Я бывал у него в этом отстроенном на краю города доме. По весне в низине у реки белыми облаками клубилась черемуха. В терпком, пахучем ее дыму заливались трелями соловьи. Черемуховый чад напоминал ему туманную по утрам Ладогу, плеск воды, гортанную речь умывающихся на том берегу немцев, с которыми они иногда переговаривались сквозь дымовую завесу тумана, по негласной договоренности не стреляя друг в друга. Седые ладожские туманы, делавшие их невидимыми, точно растворяли в себе гнев, горечь, злость... «Эй, Фриц, - кричали они, черпая котелками озерную воду, - фельдфебель привез шнапс?» - «Нет, Иван, - отвечали им с той стороны, - не привез. А вам старшина привез?»

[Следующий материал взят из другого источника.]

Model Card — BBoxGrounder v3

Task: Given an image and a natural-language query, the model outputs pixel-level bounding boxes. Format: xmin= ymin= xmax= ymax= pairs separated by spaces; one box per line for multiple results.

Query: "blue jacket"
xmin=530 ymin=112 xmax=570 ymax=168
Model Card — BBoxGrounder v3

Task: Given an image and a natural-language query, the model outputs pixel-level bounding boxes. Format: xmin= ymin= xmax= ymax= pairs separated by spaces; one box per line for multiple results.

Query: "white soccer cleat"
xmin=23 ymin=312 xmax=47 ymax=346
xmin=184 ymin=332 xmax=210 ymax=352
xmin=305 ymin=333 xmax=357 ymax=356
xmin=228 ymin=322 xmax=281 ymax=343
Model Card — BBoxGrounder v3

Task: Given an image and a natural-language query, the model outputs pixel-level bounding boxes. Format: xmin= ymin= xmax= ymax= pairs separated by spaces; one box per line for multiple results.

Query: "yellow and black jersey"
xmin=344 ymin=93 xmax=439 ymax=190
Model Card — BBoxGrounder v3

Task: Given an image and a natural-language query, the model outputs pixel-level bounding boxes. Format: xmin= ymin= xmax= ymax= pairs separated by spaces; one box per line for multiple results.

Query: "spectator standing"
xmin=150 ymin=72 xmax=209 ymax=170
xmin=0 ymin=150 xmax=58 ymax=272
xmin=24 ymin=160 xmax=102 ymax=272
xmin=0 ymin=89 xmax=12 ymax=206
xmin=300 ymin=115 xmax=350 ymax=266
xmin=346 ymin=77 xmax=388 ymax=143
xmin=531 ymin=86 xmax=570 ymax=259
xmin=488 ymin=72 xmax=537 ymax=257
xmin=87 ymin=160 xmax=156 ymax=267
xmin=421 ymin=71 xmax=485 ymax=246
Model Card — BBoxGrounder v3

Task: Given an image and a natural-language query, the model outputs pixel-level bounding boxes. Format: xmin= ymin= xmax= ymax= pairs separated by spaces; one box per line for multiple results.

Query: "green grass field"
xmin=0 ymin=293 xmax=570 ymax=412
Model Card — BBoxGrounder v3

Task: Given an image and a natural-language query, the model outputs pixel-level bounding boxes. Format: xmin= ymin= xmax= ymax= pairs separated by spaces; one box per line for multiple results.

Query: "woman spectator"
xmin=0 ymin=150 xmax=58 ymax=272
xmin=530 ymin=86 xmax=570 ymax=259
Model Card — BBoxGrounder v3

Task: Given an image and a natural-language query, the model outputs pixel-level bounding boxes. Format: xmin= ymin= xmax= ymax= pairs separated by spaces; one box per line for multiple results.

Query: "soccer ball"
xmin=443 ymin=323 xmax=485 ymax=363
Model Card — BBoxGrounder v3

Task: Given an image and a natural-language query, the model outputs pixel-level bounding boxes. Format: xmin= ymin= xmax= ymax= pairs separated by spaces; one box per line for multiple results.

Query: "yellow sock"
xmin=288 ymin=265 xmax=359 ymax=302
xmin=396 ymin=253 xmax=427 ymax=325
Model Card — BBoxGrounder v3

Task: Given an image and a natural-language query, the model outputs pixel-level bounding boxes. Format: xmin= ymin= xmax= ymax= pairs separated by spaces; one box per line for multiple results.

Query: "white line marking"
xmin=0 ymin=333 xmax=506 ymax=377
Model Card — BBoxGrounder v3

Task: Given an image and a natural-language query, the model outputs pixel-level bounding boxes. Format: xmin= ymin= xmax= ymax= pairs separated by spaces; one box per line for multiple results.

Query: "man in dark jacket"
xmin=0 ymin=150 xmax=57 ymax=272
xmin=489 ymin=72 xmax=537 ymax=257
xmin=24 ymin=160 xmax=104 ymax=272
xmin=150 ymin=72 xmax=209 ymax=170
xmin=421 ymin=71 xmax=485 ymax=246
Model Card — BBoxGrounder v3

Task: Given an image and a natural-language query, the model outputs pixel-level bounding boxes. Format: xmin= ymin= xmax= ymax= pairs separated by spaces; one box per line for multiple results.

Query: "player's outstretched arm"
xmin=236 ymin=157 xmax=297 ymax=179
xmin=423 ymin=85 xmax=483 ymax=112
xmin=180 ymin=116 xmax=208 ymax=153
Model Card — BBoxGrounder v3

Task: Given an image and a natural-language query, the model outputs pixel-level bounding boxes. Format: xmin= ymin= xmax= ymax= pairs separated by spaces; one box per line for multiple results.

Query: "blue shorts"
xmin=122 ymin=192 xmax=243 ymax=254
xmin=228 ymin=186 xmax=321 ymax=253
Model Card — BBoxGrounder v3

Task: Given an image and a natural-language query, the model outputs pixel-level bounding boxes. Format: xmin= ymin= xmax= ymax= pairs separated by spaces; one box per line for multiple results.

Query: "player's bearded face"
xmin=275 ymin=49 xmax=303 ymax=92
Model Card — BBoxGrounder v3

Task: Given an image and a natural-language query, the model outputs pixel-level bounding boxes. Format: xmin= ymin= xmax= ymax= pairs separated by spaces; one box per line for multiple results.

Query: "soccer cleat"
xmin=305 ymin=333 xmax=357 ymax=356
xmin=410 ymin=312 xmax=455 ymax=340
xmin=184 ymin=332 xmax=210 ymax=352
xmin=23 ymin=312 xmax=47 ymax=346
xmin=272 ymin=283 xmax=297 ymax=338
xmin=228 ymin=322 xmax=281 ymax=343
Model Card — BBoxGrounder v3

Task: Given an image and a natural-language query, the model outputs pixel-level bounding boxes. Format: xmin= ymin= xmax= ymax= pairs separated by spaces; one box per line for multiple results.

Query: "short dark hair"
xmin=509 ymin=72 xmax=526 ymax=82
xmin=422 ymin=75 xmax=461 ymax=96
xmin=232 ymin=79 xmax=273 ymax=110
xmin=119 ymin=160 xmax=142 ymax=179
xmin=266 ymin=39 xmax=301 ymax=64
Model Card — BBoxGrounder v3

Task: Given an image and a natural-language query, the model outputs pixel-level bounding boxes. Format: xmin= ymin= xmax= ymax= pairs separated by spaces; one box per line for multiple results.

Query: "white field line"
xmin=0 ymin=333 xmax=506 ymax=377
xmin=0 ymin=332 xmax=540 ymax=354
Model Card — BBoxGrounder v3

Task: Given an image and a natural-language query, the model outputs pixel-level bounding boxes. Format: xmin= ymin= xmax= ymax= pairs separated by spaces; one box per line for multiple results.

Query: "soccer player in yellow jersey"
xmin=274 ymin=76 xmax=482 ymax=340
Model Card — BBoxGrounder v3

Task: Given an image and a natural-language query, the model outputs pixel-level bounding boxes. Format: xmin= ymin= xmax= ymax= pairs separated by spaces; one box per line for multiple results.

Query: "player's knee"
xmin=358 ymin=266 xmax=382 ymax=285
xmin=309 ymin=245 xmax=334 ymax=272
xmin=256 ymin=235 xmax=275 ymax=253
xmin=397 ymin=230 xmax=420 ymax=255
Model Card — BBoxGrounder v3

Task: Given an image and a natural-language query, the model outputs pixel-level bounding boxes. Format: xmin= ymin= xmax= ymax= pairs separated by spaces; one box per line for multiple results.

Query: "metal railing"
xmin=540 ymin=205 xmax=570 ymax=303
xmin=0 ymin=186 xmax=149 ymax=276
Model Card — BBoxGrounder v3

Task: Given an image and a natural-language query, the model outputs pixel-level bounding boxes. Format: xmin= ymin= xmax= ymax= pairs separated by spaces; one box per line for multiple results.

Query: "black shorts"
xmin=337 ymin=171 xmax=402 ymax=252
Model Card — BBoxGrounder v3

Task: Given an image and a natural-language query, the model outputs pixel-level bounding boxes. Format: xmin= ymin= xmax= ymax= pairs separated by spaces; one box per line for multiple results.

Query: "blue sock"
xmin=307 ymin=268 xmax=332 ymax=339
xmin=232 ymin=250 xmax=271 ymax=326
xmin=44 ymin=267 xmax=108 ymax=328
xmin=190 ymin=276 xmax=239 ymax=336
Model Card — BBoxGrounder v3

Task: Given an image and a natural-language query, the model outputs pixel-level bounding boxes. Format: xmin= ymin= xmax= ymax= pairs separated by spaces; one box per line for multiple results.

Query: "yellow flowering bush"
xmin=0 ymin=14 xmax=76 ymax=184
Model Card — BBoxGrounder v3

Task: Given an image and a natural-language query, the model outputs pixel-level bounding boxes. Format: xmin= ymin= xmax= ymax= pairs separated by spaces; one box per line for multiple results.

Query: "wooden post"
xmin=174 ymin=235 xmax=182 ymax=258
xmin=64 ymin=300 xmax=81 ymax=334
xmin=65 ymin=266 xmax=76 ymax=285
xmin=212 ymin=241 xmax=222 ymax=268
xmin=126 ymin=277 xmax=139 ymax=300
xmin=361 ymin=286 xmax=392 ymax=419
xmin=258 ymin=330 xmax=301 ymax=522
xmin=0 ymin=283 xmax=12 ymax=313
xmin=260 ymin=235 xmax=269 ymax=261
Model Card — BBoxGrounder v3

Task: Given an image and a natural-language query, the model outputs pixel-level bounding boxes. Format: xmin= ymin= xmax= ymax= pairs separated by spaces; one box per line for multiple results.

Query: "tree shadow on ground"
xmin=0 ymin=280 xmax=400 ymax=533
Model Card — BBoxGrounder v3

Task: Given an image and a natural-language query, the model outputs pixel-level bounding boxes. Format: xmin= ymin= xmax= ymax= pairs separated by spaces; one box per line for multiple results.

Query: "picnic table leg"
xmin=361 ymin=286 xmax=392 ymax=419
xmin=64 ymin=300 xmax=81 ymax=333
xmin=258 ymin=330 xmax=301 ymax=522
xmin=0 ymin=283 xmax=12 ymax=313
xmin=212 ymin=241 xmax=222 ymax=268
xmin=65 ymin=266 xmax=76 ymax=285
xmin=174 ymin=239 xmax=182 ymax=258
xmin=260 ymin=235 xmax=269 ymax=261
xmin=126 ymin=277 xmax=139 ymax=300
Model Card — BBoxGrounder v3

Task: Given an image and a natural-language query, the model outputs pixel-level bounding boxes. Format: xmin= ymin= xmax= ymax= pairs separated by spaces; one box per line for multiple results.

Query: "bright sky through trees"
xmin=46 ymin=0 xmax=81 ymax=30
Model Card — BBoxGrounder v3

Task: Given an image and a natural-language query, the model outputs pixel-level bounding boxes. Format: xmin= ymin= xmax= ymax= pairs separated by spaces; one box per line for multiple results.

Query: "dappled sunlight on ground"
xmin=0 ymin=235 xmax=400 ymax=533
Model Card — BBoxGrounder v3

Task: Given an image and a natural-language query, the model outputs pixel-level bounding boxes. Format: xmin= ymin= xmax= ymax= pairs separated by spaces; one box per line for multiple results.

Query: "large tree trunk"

В таком же густом свинцовом тумане, уже на Балтике, он высаживался с десантниками на остров Саарема - и чудом остался жив в той мясорубке. Хорошо укрепленный немцами остров огрызался из всех стволов и орудий. Но десантники сделали свое дело - вгрызлись в клочок каменистой земли, откуда потом началось большое наступление.
Обо всем этом, позвонив в Малую Вишеру по междугороднему телефону, я разговаривал с Иваном Николаевичем еще год назад. Его слабый, изнуренный страданиями голос едва доносился до меня сквозь треск телефонных помех. Казалось, я слышу его с того окутанного туманом берега, где еще гремят дальние отголоски войны. Это был наш последний разговор. Вскоре я узнал, что Иван Николаевич Кудряшов умер.
…В последние месяцы, когда застарелые хвори вконец его одолели, и ему трудно стало доковылять с костылями даже до стола, он все чаще вспоминал тот давний августовский вечер, примятое овсяное поле, похожий на большую стрекозу самолет... И невольно вспоминалось ему, как офицеры-смершевцы, квартировавшие по соседству, пытались выбить у него признание, что летчики будто бы оказали им вооруженное сопротивление. Он отказывался, проявив совсем недетское упрямство, и взбешенный лейтенант вывел его однажды в сад, поставил к яблоне и сказал, что пристрелит, если он не согласится. А он слушал, как глухо и мягко падают в росистую траву яблоки - много их было в то давнее лето - и молчал, глядя поверх пьяного лейтенанта на светлый клочок неба на востоке.